Le col de Roncevaux
C´est a Durandal, l´epee de Roland, que nous allons devoir notre passage des Pyrenees ( et tout de meme un peu a nos mollets ). Le vaillant paladin aurait, selon la legende, taille une breche dans ces remparts naturels, d´un coup d´epee circulaire. Moi franchement je regarde tour a tour mes mollets et la montagne au pied de laquelle on semble etre arrives, et me dit que ce n´est pas gagne. Si apres Durandal les bottes de sept lieues pouvaient aujourd´hui m´aider a enjamber cette barricade ( on a deja franchi plusieurs barbacanes, on s´attaque au gros morceau ) , ca serait pas de refus. Vincent, qui du fond des ages semble avoir herite des genes d´Hercule et n´a pas l´air de connaitre la fatigue, devrait passer ca plus facilement. Pour lui c´est comme jouer a saute moutons avec des rochers un peu plus grand que lui ( il mesure un peu plus de 2 metres ) . Quant a moi, il va me falloir tirer le col metre apres metre, lacet apres lacet, en laissant a la pente un genereux tribut de sueur. En effet, ce n´est pas gagne. 10 km de montee... Pas d´embuscade d´aucun sarrazin planque dans un defile ou ds un tournant, notre seule adversaire: la pente. 15 km, 16 km... Un deuxieme adversaire se fait bientot sentir: la faim, qui creuse aussi dans le ventre sa breche et les forces vont s´amenuisant... 17 km. A l´aide, mon ventre sonne l´olifant. Borborygmes, bruits dans l´estomac comme un eboulis de pierres. 18 km. Victoire! Vincent, triomphant, monte sur la stele commemorant la bataille de Roncevaux. L´aigle de l´orgueil s´envole des gonfanons. Oyez les troubadours qui font tourner leurs laisses epiques. L´epopee se reecrit a coups de pedale. Bon, c´est un debut. Notre chanson de geste est a son premier pallier de gloire et de hauts faits ! Ce ne sont que les Pyrenees qui nous adoubent. Un jour nous irons buter de plain pied contre les Andes et, qui sait ,peut etre l´Himalaya. Un lillois jovial et bedonnant tance gentiment Vincent toujours perche sur sa stele et lui reproche de faillir a la memoire du grand empereur. Autours il y a plusieurs marcheurs sur la route de Compostelle. Le lillois nous apprend que l´arriere garde l´armee de Charlemagne aurait ete decimee, selon les historiens, non pas par les sarrazins par des basques bondissants. Il y aurait aussi eu des basques dans les vols du 11 septembre...
Bon pour ceux qui aiment les chiffres, sachez que les 18 km de lacets ont ete denoues en 3h . Rapide calcul. Hum... Bon c´est a peu pres l´allure d´un moine tibetain qui gravit le Potala sur les genoux, ou de Jesus gravissant le Golgatha croix sur les epaules. Mais je repete a notre decharge qu´il s´agissait du premier col. Quand meme, il va falloir se faire les jambes. Maintenant qu´ils ont reintroduit des ours... Imaginez les a nos trousses A cette vitesse, on aurait jamais pu les semer.

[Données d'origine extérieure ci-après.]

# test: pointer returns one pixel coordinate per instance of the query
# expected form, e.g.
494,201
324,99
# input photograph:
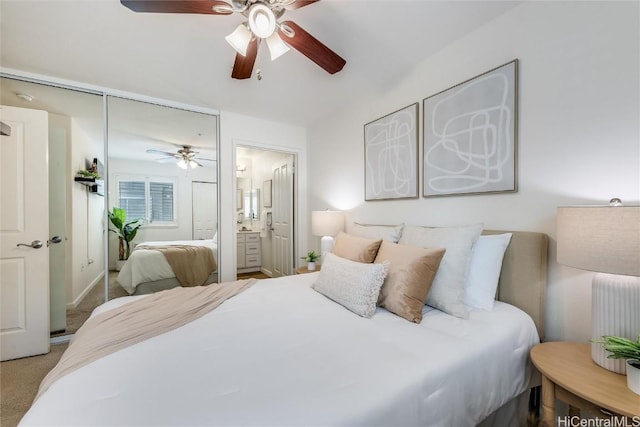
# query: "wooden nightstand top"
303,270
569,365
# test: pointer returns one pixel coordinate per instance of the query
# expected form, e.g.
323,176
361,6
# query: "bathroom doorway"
264,211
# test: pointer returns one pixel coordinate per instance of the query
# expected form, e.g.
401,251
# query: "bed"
282,353
147,270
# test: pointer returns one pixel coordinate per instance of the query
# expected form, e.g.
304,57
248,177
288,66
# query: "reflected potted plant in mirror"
623,348
311,259
126,232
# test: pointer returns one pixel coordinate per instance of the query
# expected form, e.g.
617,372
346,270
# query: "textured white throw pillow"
447,291
484,271
355,285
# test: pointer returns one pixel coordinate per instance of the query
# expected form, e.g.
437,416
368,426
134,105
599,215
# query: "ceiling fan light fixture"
262,21
277,47
182,164
239,39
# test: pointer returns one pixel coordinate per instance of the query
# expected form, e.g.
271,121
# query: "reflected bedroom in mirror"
162,197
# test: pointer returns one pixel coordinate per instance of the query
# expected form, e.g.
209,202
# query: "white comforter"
282,354
145,265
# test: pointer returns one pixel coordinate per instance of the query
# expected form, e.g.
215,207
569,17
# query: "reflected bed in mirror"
149,147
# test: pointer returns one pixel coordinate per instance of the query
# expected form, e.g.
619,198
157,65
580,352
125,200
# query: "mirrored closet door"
160,171
162,191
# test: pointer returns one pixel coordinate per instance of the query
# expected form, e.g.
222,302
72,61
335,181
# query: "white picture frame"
391,155
470,135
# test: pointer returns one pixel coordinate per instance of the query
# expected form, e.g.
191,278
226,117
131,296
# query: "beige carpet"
20,378
77,316
19,382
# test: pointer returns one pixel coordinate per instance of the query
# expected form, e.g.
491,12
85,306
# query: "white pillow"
484,271
447,291
390,233
355,285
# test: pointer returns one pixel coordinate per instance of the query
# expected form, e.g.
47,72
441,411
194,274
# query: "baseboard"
78,300
61,339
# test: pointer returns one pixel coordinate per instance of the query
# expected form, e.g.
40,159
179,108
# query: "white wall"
87,213
578,132
184,179
241,130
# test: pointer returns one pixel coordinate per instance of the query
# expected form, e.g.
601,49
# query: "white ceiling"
184,58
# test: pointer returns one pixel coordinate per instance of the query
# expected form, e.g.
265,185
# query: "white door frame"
24,251
301,222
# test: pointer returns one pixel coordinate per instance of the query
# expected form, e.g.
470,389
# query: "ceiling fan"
262,24
185,156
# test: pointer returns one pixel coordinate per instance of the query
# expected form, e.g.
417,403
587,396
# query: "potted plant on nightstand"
311,258
623,348
126,232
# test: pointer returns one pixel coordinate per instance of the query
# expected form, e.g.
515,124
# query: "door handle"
54,239
36,244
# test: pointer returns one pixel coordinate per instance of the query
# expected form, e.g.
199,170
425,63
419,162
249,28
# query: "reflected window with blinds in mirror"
150,198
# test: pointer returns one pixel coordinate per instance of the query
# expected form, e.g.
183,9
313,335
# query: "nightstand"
570,375
303,270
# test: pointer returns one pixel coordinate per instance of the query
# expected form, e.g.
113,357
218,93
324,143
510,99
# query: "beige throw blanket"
139,320
192,265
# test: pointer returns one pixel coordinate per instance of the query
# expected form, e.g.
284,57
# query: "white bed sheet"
146,265
282,354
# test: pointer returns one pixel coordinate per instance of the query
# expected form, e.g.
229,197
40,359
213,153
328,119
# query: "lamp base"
616,311
326,245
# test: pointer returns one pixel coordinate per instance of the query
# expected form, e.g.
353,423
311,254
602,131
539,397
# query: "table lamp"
605,239
326,224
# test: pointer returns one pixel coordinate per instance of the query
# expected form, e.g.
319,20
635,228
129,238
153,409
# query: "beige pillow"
447,293
357,249
384,232
411,273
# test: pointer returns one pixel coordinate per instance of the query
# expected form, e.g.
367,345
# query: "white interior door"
282,236
24,255
205,210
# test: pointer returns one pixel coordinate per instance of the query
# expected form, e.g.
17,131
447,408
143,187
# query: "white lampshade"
605,239
327,223
277,47
239,39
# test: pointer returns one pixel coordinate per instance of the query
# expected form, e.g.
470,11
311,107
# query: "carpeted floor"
20,378
77,316
19,382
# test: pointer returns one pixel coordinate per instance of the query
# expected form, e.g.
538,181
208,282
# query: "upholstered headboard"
523,279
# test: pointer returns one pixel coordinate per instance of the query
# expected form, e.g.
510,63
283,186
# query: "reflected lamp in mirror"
606,240
326,224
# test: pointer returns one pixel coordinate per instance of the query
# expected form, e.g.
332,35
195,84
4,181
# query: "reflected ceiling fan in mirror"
262,24
185,157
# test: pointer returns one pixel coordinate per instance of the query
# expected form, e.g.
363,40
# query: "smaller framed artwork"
391,155
266,193
470,135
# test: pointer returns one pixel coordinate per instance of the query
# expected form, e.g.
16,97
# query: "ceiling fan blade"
243,66
311,47
166,160
164,153
297,4
180,6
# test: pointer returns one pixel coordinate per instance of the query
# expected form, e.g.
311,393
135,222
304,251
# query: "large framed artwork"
470,135
391,155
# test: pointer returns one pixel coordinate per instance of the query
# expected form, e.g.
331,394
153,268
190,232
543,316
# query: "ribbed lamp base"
616,311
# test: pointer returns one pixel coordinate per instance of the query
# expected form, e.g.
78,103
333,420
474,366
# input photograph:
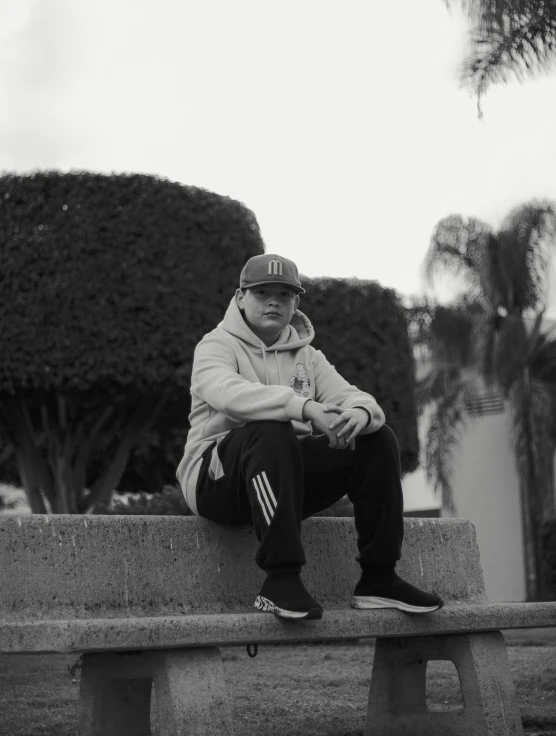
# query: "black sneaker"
284,595
394,593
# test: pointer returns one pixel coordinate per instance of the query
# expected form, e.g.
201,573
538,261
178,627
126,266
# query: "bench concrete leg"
397,697
115,693
191,693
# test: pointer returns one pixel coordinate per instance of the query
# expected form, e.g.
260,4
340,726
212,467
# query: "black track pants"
262,474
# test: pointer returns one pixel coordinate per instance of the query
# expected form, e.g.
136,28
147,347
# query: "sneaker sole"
369,602
267,606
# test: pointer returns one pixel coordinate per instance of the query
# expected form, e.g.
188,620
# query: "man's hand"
353,421
317,413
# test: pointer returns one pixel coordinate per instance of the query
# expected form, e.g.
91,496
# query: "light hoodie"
237,379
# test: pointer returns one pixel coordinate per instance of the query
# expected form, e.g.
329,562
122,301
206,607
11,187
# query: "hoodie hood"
297,334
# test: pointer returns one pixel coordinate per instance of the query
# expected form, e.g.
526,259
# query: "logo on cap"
275,268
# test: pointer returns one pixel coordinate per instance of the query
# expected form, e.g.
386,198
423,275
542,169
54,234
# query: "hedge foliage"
110,281
361,327
549,555
106,285
169,502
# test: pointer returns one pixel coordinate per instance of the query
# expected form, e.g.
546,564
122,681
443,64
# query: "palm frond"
510,38
527,243
443,435
456,247
532,406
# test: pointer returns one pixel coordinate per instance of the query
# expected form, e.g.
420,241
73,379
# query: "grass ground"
285,691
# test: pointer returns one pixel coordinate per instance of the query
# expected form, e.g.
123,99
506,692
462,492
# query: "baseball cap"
270,268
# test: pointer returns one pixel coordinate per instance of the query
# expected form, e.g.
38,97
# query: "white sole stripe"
261,502
269,489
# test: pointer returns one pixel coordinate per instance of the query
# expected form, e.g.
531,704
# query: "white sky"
341,125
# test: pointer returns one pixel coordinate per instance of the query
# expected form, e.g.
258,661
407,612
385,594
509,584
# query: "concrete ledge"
102,635
63,566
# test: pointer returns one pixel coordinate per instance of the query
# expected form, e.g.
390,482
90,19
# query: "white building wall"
486,490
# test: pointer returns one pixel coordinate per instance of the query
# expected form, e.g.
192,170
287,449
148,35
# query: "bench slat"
99,635
65,566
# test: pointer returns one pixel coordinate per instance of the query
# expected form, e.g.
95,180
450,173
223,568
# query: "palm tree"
491,336
508,37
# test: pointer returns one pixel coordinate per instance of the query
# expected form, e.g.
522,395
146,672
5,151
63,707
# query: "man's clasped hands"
341,426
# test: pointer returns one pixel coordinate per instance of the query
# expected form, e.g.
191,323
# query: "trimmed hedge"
111,280
169,502
106,285
549,555
361,327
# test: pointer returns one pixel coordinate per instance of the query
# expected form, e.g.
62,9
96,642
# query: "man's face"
267,309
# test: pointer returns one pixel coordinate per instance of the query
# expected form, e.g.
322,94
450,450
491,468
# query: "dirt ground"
299,690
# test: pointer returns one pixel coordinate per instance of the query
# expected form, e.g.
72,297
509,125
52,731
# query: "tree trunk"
54,441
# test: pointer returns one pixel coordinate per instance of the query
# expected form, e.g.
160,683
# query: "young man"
278,435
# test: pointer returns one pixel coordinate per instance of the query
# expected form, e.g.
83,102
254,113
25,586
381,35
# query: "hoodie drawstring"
264,362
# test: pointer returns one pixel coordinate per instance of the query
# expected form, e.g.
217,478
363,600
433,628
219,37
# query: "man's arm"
332,389
216,381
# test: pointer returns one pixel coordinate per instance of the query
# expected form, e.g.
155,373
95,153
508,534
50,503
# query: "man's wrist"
369,415
305,407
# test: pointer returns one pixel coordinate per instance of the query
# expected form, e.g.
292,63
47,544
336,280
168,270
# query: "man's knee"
383,437
273,430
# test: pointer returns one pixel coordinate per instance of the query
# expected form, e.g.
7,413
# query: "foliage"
169,502
107,284
361,328
508,38
492,337
549,553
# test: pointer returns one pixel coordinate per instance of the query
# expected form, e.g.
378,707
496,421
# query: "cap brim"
299,289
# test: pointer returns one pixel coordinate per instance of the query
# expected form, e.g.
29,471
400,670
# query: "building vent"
486,403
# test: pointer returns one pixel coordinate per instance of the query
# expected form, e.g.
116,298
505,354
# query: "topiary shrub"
549,555
107,283
361,327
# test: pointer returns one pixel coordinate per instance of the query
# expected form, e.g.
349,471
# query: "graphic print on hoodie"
237,379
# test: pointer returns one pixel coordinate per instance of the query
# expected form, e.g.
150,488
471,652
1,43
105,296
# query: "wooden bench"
151,599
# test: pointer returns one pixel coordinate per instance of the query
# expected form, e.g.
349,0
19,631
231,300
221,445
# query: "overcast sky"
341,125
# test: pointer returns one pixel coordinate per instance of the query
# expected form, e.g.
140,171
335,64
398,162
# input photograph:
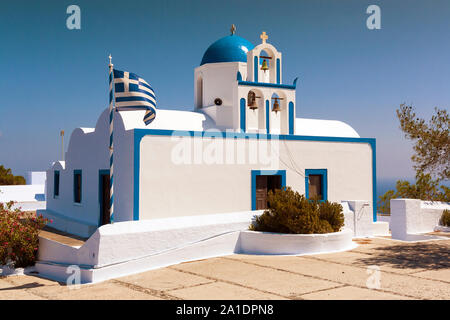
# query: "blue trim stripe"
278,71
242,114
140,133
291,117
264,84
255,68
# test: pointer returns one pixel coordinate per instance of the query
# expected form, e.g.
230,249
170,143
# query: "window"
316,184
262,182
56,184
77,186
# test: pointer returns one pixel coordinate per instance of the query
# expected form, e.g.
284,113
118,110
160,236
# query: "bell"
253,105
265,66
276,106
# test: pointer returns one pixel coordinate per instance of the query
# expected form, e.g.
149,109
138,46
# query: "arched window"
264,59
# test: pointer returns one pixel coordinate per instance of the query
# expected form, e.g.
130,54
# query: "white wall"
168,189
27,197
36,177
88,151
412,216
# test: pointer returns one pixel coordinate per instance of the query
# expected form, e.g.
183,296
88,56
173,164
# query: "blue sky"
54,78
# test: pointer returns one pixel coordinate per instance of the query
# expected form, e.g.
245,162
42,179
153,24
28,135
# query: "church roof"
198,121
231,48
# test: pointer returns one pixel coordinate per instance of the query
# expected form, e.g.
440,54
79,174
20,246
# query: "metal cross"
264,37
233,29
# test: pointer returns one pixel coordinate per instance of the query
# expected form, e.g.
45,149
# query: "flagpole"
111,145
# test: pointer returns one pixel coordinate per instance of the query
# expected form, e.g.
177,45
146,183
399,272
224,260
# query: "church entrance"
104,197
264,184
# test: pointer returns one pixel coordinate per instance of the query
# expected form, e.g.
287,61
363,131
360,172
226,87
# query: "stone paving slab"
101,291
363,260
351,293
10,292
440,275
355,276
279,282
222,291
165,279
408,271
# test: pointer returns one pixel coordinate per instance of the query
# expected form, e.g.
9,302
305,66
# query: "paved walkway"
407,271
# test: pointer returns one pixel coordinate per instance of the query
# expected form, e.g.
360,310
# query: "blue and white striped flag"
131,92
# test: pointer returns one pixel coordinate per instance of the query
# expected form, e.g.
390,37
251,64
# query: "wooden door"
105,199
261,192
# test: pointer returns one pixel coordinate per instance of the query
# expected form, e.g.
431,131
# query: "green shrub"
445,218
291,212
19,236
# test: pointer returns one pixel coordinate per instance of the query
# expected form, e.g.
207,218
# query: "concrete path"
378,268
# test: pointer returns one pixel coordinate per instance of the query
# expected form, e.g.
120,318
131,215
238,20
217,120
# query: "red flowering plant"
19,236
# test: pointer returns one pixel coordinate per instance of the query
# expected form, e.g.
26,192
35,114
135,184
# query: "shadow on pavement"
411,256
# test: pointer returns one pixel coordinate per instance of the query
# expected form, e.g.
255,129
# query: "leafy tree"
431,141
7,178
291,212
431,158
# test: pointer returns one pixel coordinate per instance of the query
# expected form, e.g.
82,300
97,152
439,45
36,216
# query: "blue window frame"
56,184
255,173
322,176
77,186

Des croix de fortune ont ete posees a la va vite, ex votos des pelerins de passage ou des touristes attardes. Les crois sont faites dans tous les bois possible et imaginables. De loin, le tout ressemble a un lacis de fils barbeles ou a des ramures intriquees. Le christ est ecartele de croix en croix, peint grotesquement, tantot badigeonne de couleurs criardes comme dans la peinture expressionniste allemande , tantot un peu jaune et maladif comme celui de Gauguin. Je crois revoir les chromos ridicules vendus pele mele sur les etalages de Lourdes. Les christ pharmaceutiques, les christ en pates, les christ en lanterne magique... Le Christ et Ronald bras dessus bras dessous dans les rues de Manhattam et dans les box de Wall Street. Je reste assez longtemps devant cet etrange tableau. Le messie torture tout de ginguois sur des branches qui ploient dans le vent, chatouille par des aiguilles de pin. Certains laissent des casquettes ou autres effets personnels. Il faudra s´habituer a cette foire, a cette foi un peu extravagante, melee de folklore, de tradition, de tourisme, de superstition. Bientot, ca sera lÁmerique du Sud, et l´Evangile comme un grand carnaval.